Treatment Approach for Hepatorenal Syndrome (HRS) Type 1 and Type 2
Terlipressin plus albumin should be considered the first-line treatment for HRS Type 1, while liver transplantation remains the definitive treatment for both HRS Type 1 and Type 2. 1, 2
Diagnosis and Classification
Before initiating treatment, proper diagnosis is essential:
- HRS is diagnosed by demonstrating increased serum creatinine (>133 μmol/L or 1.5 mg/dL) and excluding other causes of renal failure
- Causes to exclude: hypovolemia, shock, parenchymal renal diseases, and nephrotoxic drugs 1
- Current classification:
- HRS-AKI (formerly Type 1): Rapid deterioration of renal function, often triggered by precipitating events
- HRS-CKD (formerly Type 2): Stable, less severe kidney dysfunction with slower progression 2
Treatment Algorithm for HRS Type 1 (HRS-AKI)
First-Line Treatment
- Terlipressin plus albumin 1, 2, 3
- Terlipressin: Start at 1 mg IV every 4-6 hours
- If serum creatinine doesn't decrease by at least 25% after 3 days, increase dose stepwise to maximum 2 mg every 4-6 hours
- Albumin: 1 g/kg on day 1, followed by 20-40 g/day
- Continue until serum creatinine decreases below 133 μmol/L (1.5 mg/dL) or for maximum 14 days
- Response rate: 40-50% of patients
Alternative Treatments (if terlipressin unavailable or contraindicated)
- Norepinephrine plus albumin (in ICU setting) 2
- Midodrine + octreotide + albumin 2
- Midodrine: Titrate up to 12.5 mg orally three times daily
- Octreotide: 200 μg subcutaneously three times daily
- Albumin: 10-20 g/day IV for up to 20 days
Non-Responders
Renal replacement therapy as a bridge to transplantation 1, 2
- Consider for patients who don't respond to vasoconstrictors and meet criteria for renal support
- Limited data on effectiveness
Transjugular Intrahepatic Portosystemic Shunt (TIPS) 1
- May improve renal function in selected patients
- Limited applicability due to frequent contraindications in HRS-1 patients
Definitive Treatment
Liver transplantation is the treatment of choice with survival rates of approximately 65% in HRS Type 1 1
Treatment Algorithm for HRS Type 2 (HRS-CKD)

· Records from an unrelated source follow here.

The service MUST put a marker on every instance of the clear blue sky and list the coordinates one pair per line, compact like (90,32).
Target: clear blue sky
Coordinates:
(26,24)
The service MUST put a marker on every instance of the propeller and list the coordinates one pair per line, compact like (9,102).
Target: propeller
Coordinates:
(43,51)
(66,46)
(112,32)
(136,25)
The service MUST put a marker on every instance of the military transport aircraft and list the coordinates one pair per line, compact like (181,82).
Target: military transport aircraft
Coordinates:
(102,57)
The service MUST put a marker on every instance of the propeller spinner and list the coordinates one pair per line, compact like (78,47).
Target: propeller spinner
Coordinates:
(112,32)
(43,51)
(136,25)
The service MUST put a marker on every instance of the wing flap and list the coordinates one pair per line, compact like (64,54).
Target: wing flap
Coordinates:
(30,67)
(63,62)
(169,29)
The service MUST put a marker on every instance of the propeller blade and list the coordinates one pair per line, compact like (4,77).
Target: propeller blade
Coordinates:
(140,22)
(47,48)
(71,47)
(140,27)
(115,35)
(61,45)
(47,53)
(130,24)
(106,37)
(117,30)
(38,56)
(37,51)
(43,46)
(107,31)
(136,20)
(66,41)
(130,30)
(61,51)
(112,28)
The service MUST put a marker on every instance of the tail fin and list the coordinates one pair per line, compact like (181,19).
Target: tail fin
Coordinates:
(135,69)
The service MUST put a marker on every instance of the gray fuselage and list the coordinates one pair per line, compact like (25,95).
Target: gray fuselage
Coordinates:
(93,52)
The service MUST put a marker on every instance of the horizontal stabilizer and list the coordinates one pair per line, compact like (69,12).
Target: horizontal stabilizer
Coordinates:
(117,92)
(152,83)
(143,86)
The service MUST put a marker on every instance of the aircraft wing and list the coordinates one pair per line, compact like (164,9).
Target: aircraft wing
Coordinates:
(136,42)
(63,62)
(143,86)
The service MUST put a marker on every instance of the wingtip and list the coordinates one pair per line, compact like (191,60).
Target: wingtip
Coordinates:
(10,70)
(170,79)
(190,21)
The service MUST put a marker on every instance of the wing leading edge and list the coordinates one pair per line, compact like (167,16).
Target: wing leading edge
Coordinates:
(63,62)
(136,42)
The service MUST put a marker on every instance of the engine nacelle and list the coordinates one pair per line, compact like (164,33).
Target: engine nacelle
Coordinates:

Management of refractory ascites 2
- Focus on treating the underlying ascites
TIPS may be more applicable for HRS Type 2 than for HRS Type 1 1, 2
- Can improve renal function and control of ascites
Vasoconstrictors plus albumin are not routinely recommended due to high recurrence after withdrawal 2
Monitoring and Prognosis
- Daily assessment of serum creatinine, blood pressure, heart rate, urine output, and signs of ischemic complications 2
- If creatinine remains at or above pretreatment level over 4 days with maximum tolerated doses, consider discontinuing therapy 2
- Prognosis remains poor despite treatment:
- Median survival of approximately 3 months for all HRS patients
- Untreated Type 1 HRS has median survival of approximately 1 month 1
Important Considerations
- Prevention: Treatment of spontaneous bacterial peritonitis (SBP) with albumin plus antibiotics reduces the risk of HRS development 1
- Liver-kidney transplantation: Consider for patients who have been under prolonged renal support therapy (>12 weeks) 1
- Cardiovascular monitoring: Terlipressin can cause cardiovascular or ischemic complications in approximately 12% of patients 1
- Treatment before transplantation: Although not studied prospectively, treatment of HRS before transplantation may improve outcomes after transplantation 1
Terlipressin Efficacy and Safety
The CONFIRM trial demonstrated that terlipressin was more effective than placebo in improving renal function in HRS-1 patients (32% vs 17% achieved verified HRS reversal), but was associated with serious adverse events including respiratory failure 3, 4. Careful monitoring for side effects is essential.